La música ascendía por el escenario, se metía en los poros, cumpliendo su misión de sembrarse de nortesantandereanidad en el alma.

De las manos convertidas en batuta mágica, del maestro Pablo Tarazona Gómez, sonaron versos convertidos en notas, con ansia de recital: “A mis colegas”, de Víctor M. Guerrero, “Ocañerita”, de Rafael Contreras, “Mercedes de San Nicolás”, de Pablo Tarazona Prada, “Josefita”, de Ángel María Corzo, “A quien engañas abuelo”, de Arnulfo Briceño, “No me olvides”, de Benjamín Herrera, “Que lo sirvan”, de Fausto Pérez, “Desde lejos”, de Bonifacio Bautista, “Santadercito”, de Oriol Rangel y “Las brisas del pamplonita”, de Elías M. Soto. 

La música ascendía por el escenario, se metía en los poros, se sentaba en las bancas, cumpliendo su misión de sembrarse de nortesantandereanidad en el alma de los asistentes al teatro Zulima, como si los soles se hubieran detenido en el tiempo e iluminaran la sombra de los compositores ancestrales.

Y, ellos, hacían guardia de honor en la eternidad, para dar paso a su inspiración en un rumor de valses, pasillos y bambucos que narraban la historia de los grandes amores, de la tierra, de la gente, de las costumbres bonitas de antes y de todo aquello que contaba la tradición, en un concierto de la antología de nuestros músicos, gracias a la Fundación Cerámica Italia.

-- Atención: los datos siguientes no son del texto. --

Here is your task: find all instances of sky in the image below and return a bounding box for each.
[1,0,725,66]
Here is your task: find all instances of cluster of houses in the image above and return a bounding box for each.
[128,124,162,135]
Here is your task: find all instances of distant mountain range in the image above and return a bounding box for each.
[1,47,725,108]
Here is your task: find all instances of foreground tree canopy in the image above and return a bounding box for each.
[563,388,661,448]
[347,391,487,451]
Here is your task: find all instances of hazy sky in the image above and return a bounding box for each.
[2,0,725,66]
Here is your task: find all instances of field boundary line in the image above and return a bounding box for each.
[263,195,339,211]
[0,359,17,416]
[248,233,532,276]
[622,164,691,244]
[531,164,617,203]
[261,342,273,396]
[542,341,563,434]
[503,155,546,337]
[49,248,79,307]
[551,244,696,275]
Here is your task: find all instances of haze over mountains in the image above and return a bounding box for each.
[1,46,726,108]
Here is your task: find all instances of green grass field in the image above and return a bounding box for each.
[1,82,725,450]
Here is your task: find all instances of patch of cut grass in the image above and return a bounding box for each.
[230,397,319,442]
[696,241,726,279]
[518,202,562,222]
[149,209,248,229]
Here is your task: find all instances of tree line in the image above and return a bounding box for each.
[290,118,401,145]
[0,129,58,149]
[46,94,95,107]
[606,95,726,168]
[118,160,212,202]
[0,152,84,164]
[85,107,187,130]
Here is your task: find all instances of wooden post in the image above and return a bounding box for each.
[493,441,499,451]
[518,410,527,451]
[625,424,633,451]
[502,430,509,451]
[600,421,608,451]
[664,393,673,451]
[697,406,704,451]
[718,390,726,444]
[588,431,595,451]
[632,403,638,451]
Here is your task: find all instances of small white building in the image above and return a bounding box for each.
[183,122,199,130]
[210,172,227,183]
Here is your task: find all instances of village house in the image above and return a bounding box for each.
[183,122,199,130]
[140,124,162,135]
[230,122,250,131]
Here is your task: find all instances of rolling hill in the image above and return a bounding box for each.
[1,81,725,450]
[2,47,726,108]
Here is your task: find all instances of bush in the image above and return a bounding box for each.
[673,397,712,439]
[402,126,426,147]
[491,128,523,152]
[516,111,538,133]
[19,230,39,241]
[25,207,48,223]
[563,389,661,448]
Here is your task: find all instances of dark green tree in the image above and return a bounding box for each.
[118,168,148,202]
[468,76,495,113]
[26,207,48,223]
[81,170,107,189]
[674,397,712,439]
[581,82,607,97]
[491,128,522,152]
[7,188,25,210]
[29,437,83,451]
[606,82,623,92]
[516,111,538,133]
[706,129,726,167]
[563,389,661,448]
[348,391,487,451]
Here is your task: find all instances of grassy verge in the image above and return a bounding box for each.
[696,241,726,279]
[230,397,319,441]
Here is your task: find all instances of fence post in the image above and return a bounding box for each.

Los almendros, la danza, los pasos de los bailarines, las calles brillando de luz, las noches de fantasía, los amigos, los asombros, las cosas queridas, en fin, tantas versiones del pasado, retornaron para refrescar los sueños y susurrarlos a una región que hizo honor a su esperanza en la heredad de sus maestros: el suspiro, desbordante de hidalguía, dibujó en el aire un arco iris de gratitud.